10分くらいだろうか、長い間見つめ合った後、遂にわたくしが折れた。
「これは、私しか使えない魔法だ。詳しくは言えないが、こちらに殺意を向けた対象しか殺せない魔法だから、人間には害はない。安心してくれ。」
「…本当なんだな?」
「ああ。神に誓って。」
別に嘘は言ってない。
ふっと、張り詰めていた空気が緩んだ。
どうやら信じてくれたらしい。
「分かった。なら、安心してランクを飛級させれる。俺は、ギルマス権限でお前のランクを聖級までひきあげようと思っている。
他の奴らから不満の声が上がると思うが、できる限り手を出さないようにしてくれ。」
土竜を倒したとはいえ、わたくしは今日冒険者登録をしたばかりの初級者だ。
聖級といえば、かなり名前の知られている者が多く、それ相応に実力をもつ階層である。
一気に三つも階級を飛ばせば、そりゃあ他の冒険者達は不満を持つに決まっている。
「ランクはこのままじゃダメなのか?」
「ダメだ。昔、同じような事を言った奴がいる。言う通りにしたら、そいつと同じランクの馬鹿があいつに出来るのだから自分も出来ると勘違いして、死地に突っ込んでいく愚かな奴等が居たんだよ。」
成る程。確かにそうかもしれない。
それにわたくしはそこまでランクに固執しているわけではないので、素直に受け取っておくべきだろう。
「分かった。じゃあ、ランクは上げておいてくれ。」
「あぁ、了解した。」
「ところで…ルカルド、その私と同じ事を言い出した奴とやらに思い入れがあるようだな。いったい、誰なんだ?」
昔の話をしていたとき、ルカルドは遥か遠くを見つめるような目で、切ない顔をしていた。

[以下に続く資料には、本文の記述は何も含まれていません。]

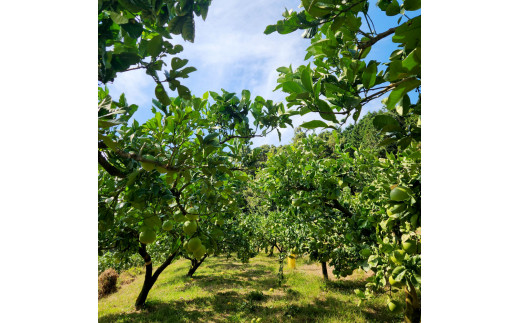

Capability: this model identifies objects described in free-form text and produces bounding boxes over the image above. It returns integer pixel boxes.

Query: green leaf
[302,0,330,18]
[386,0,401,16]
[316,99,338,123]
[170,45,184,55]
[372,114,401,130]
[386,78,421,110]
[110,52,141,71]
[282,81,305,93]
[392,16,421,51]
[177,85,191,100]
[300,120,328,129]
[392,266,406,282]
[300,67,312,93]
[264,25,276,35]
[362,61,377,89]
[98,119,121,129]
[148,35,162,58]
[182,17,195,43]
[330,16,347,32]
[397,137,412,150]
[155,83,171,105]
[110,11,128,25]
[402,47,421,74]
[121,23,144,39]
[171,57,188,70]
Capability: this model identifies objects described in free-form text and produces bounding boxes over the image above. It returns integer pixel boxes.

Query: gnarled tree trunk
[404,284,421,323]
[135,243,179,309]
[321,261,329,280]
[186,254,208,277]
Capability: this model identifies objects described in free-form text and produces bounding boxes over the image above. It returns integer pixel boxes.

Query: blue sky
[109,0,420,146]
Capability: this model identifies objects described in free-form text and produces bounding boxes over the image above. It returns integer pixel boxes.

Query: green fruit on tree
[173,211,188,222]
[182,221,197,235]
[141,162,155,172]
[139,229,156,244]
[292,199,302,206]
[390,186,410,202]
[193,245,206,260]
[186,213,199,221]
[387,301,401,312]
[386,203,406,215]
[188,238,202,252]
[155,166,168,174]
[403,240,417,255]
[388,276,404,288]
[390,250,406,265]
[163,220,173,231]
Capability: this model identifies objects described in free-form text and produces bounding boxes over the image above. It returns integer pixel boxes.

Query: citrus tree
[98,86,290,307]
[265,0,421,322]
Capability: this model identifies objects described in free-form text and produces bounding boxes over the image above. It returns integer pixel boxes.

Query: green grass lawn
[98,255,404,322]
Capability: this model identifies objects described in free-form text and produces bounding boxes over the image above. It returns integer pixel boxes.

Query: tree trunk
[186,255,208,277]
[135,243,179,309]
[321,261,329,280]
[267,245,274,257]
[404,284,421,323]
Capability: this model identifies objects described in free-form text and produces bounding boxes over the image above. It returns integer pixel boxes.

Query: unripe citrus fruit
[186,213,199,221]
[292,199,302,206]
[403,240,417,255]
[188,238,202,252]
[139,230,155,244]
[182,221,197,235]
[388,276,404,288]
[163,220,173,231]
[388,301,401,312]
[173,211,188,222]
[386,203,406,215]
[390,186,410,202]
[193,245,206,260]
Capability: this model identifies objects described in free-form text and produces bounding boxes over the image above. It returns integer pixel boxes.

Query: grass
[98,255,404,323]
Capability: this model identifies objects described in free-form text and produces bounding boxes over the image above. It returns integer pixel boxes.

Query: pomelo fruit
[386,203,406,215]
[173,211,188,222]
[388,276,404,288]
[188,238,202,252]
[155,166,168,174]
[387,301,401,312]
[139,230,155,244]
[390,250,406,265]
[390,186,410,202]
[163,220,173,231]
[292,199,302,206]
[403,240,417,255]
[186,213,199,221]
[193,245,206,260]
[182,221,197,235]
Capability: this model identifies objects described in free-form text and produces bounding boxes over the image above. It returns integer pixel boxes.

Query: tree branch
[98,150,126,178]
[358,27,397,50]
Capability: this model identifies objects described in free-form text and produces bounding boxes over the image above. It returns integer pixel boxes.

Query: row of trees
[98,0,421,322]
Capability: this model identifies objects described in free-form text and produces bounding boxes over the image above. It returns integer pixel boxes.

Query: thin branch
[358,27,397,50]
[98,150,126,178]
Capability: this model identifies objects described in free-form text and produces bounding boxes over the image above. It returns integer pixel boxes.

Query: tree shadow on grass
[325,280,367,294]
[98,298,210,323]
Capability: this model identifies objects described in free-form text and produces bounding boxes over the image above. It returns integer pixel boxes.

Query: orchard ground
[98,254,404,323]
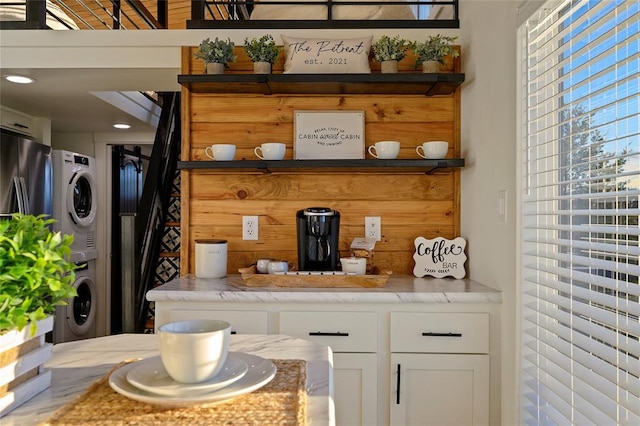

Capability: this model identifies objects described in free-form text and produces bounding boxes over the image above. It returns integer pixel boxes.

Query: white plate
[127,352,249,396]
[109,352,277,407]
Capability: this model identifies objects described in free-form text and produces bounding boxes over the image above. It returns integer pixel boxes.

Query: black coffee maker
[296,207,340,271]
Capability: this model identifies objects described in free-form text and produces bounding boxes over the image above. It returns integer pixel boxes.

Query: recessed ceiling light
[4,75,36,84]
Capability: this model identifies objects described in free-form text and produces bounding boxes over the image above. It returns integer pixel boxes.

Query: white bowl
[158,320,231,383]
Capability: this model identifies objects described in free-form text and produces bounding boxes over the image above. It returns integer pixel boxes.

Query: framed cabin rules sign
[293,111,364,160]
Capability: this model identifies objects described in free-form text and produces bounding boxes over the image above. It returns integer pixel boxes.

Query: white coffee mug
[368,141,400,160]
[204,143,236,161]
[416,141,449,160]
[267,260,289,274]
[253,142,287,160]
[158,320,231,383]
[256,259,273,274]
[340,257,367,275]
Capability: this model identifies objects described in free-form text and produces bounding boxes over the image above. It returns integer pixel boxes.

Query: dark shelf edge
[178,158,464,172]
[178,72,465,95]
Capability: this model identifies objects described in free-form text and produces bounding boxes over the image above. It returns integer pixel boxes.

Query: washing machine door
[67,171,98,227]
[67,277,98,337]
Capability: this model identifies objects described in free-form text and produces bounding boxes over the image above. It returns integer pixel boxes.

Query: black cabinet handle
[309,331,349,337]
[396,364,400,405]
[422,333,462,337]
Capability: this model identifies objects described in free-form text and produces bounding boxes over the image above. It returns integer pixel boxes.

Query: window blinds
[520,0,640,425]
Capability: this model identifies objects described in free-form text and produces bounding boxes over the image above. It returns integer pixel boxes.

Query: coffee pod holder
[238,265,393,288]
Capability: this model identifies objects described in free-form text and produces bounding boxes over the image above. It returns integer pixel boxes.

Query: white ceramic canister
[196,240,227,278]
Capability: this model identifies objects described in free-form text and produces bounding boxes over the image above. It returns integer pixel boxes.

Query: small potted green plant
[194,37,236,74]
[411,34,460,72]
[373,35,411,73]
[0,214,77,414]
[244,34,280,74]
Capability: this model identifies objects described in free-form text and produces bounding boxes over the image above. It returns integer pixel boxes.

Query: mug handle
[204,146,216,160]
[253,146,264,160]
[367,145,378,158]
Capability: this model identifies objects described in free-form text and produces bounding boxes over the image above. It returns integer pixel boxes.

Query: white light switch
[498,189,507,223]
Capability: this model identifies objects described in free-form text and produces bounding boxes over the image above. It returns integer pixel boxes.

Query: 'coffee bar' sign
[413,237,467,279]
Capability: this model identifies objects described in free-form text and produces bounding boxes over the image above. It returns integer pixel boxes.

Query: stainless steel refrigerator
[0,130,53,219]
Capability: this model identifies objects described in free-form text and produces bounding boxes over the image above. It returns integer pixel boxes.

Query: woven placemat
[43,359,307,426]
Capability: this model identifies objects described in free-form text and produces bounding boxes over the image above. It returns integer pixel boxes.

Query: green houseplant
[411,34,460,72]
[244,34,280,74]
[373,35,411,73]
[0,214,76,334]
[194,37,236,74]
[0,214,77,417]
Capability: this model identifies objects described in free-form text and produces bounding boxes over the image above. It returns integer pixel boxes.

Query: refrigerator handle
[20,176,31,214]
[13,176,25,214]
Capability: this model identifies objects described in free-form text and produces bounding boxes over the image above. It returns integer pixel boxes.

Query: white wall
[51,133,95,157]
[460,0,517,424]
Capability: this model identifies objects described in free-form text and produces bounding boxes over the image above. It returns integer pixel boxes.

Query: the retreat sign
[413,237,467,279]
[294,111,364,160]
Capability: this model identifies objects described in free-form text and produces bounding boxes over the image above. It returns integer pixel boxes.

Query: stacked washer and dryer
[52,150,98,343]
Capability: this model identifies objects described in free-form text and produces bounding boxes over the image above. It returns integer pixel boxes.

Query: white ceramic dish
[109,352,277,407]
[127,352,249,396]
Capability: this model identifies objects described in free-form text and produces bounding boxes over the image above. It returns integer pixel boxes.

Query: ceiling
[0,68,180,133]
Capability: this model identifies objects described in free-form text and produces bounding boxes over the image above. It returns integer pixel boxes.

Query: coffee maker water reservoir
[296,207,340,271]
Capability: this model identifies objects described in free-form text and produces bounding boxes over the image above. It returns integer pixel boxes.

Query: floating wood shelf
[178,158,464,174]
[178,72,465,96]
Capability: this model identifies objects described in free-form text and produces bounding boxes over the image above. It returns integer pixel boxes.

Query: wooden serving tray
[238,265,393,288]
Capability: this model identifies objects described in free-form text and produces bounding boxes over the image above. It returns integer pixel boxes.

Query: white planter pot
[207,62,224,74]
[422,61,440,73]
[380,61,398,74]
[253,62,271,74]
[0,316,53,417]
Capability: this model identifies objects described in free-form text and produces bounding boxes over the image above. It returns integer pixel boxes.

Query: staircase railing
[135,92,181,333]
[0,0,169,30]
[187,0,460,29]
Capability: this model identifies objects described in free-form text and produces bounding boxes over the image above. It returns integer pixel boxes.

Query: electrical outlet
[364,216,382,241]
[242,216,258,240]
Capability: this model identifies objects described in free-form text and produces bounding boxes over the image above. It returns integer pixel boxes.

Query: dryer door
[67,171,98,227]
[67,277,98,337]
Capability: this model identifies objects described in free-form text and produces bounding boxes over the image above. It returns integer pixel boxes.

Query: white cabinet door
[390,353,489,426]
[333,353,378,426]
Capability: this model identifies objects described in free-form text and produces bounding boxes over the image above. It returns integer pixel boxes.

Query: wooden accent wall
[180,48,460,275]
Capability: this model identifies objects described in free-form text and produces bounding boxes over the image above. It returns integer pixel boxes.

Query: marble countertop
[147,275,502,303]
[0,334,335,426]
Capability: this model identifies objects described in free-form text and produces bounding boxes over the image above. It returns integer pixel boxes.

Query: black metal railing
[187,0,460,29]
[0,0,169,30]
[135,92,181,333]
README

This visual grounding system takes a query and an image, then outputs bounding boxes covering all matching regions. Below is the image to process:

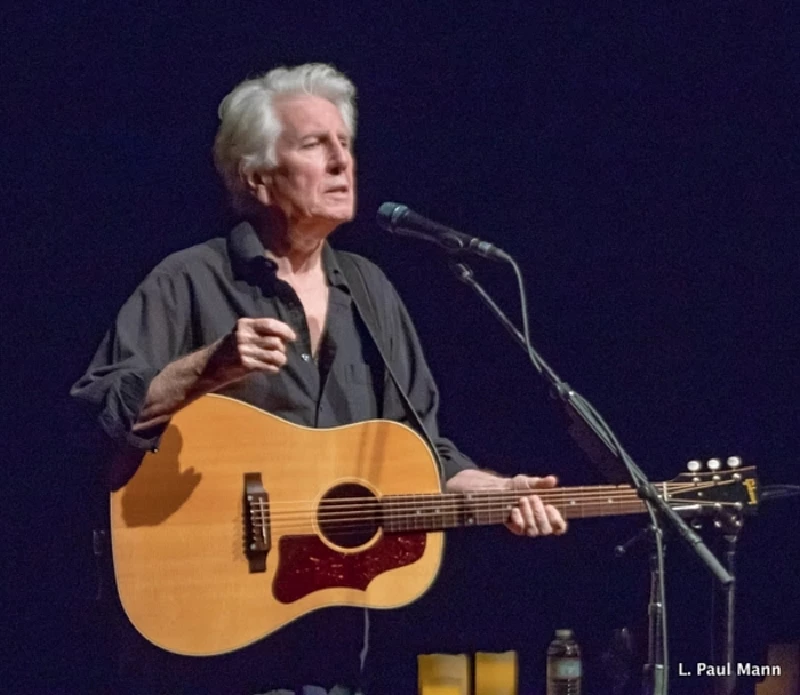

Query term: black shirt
[72,223,475,692]
[72,223,475,479]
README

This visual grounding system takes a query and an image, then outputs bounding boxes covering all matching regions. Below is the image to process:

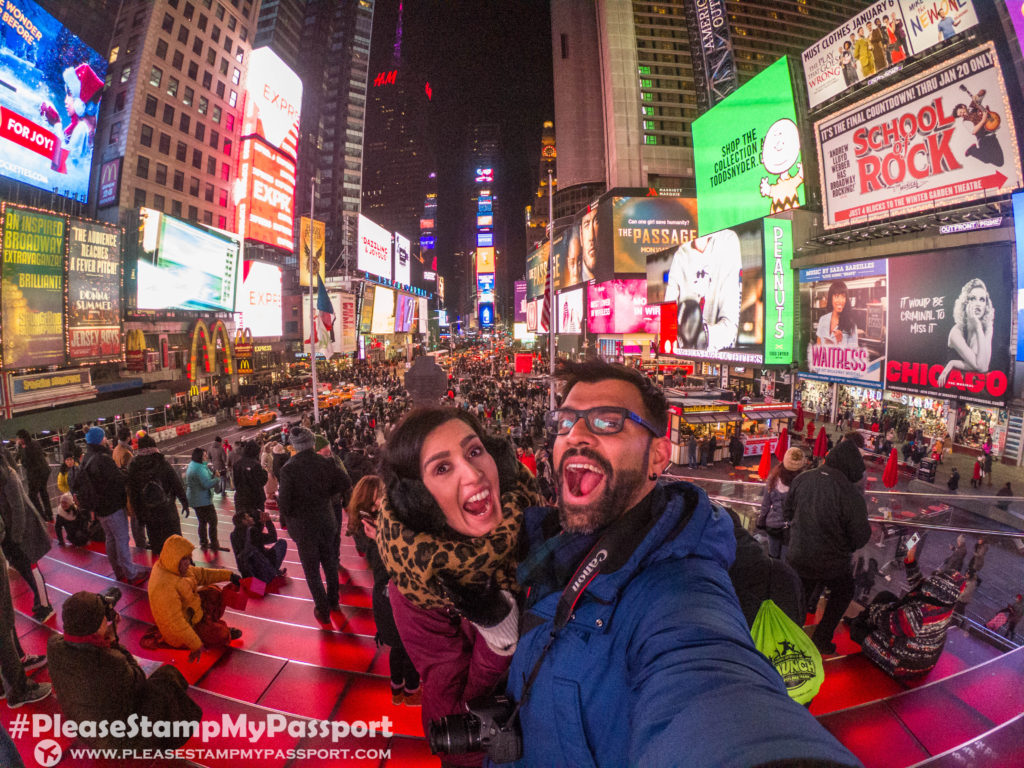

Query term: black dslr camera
[427,695,522,763]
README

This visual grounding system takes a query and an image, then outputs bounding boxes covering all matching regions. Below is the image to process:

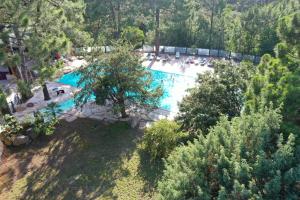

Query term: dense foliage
[159,110,300,200]
[0,87,10,115]
[177,62,254,132]
[17,80,33,102]
[143,119,187,159]
[86,0,300,55]
[0,0,88,82]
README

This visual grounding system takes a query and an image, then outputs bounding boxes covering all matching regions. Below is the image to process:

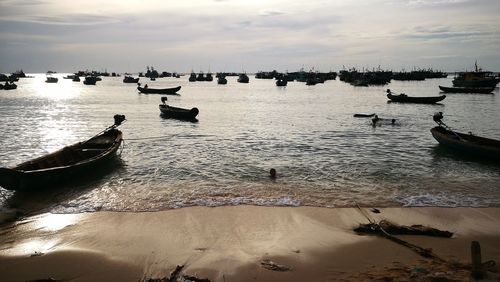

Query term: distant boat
[238,73,250,83]
[276,78,288,86]
[137,83,181,95]
[159,97,199,121]
[0,115,125,190]
[83,75,100,85]
[189,71,196,82]
[45,76,59,83]
[439,85,495,94]
[387,89,446,104]
[217,75,227,84]
[196,71,205,81]
[205,72,214,81]
[431,112,500,161]
[0,82,17,90]
[452,61,499,87]
[123,75,140,83]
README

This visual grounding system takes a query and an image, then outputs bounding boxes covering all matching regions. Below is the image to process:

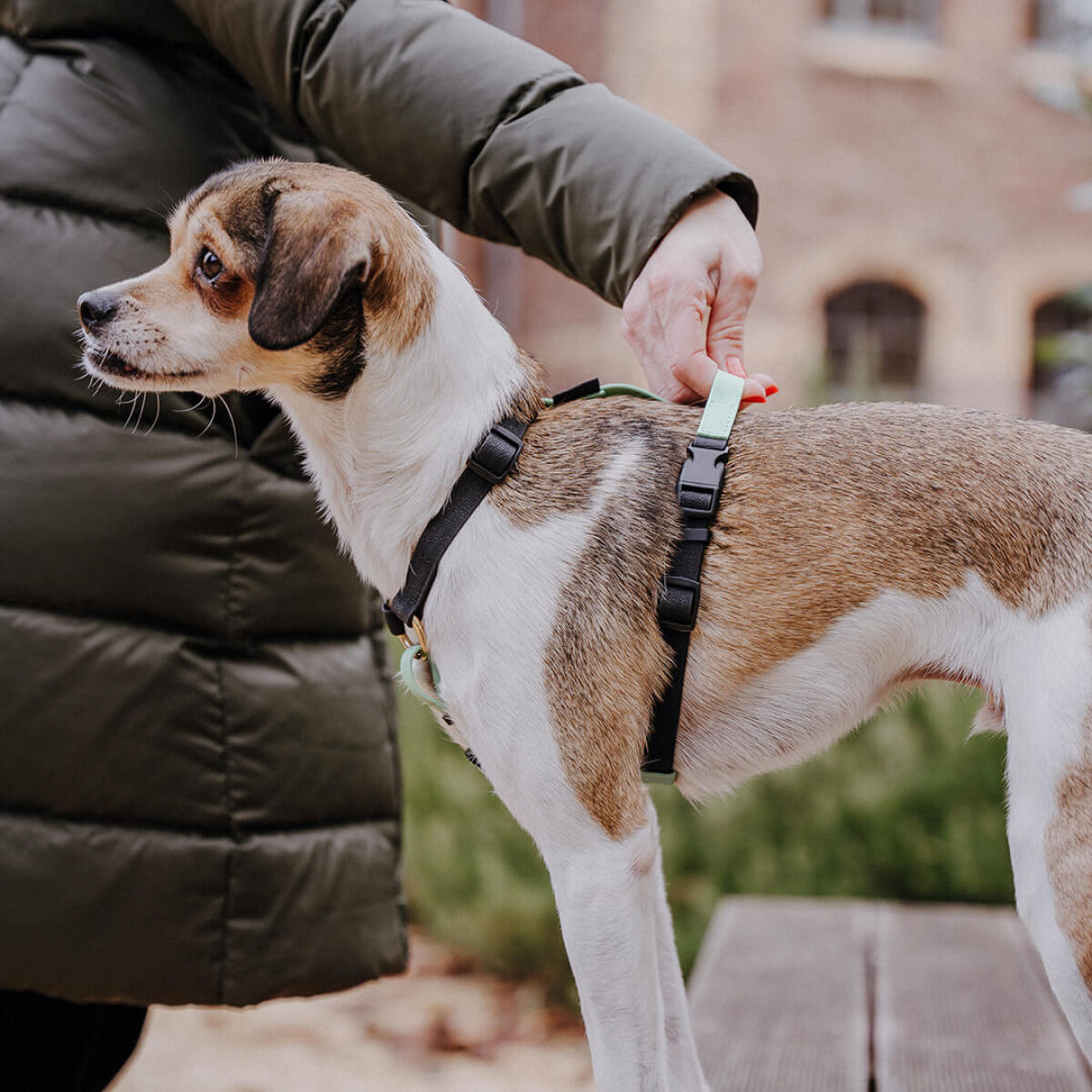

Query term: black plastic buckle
[468,425,523,485]
[656,572,701,633]
[551,379,602,410]
[382,601,406,637]
[675,437,728,520]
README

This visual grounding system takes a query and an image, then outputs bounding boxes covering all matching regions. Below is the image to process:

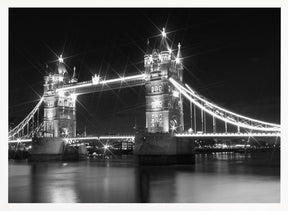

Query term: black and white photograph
[1,0,287,210]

先程までずっと胡散臭い笑みをしていたものだから、急に感情が剥き出しになれば、普通驚くだろう。
ルカルドは、「見られていたか」と呟いて、ふっと自嘲する様に笑った後、こう言った。
「…サラ、いや、サリエラだ。白銀姫とも言われていた、帝級ランクの冒険者だった。
既に死んじまったがな。」
彼にとって、ずっと忘れられないらしい人物は、母様だった。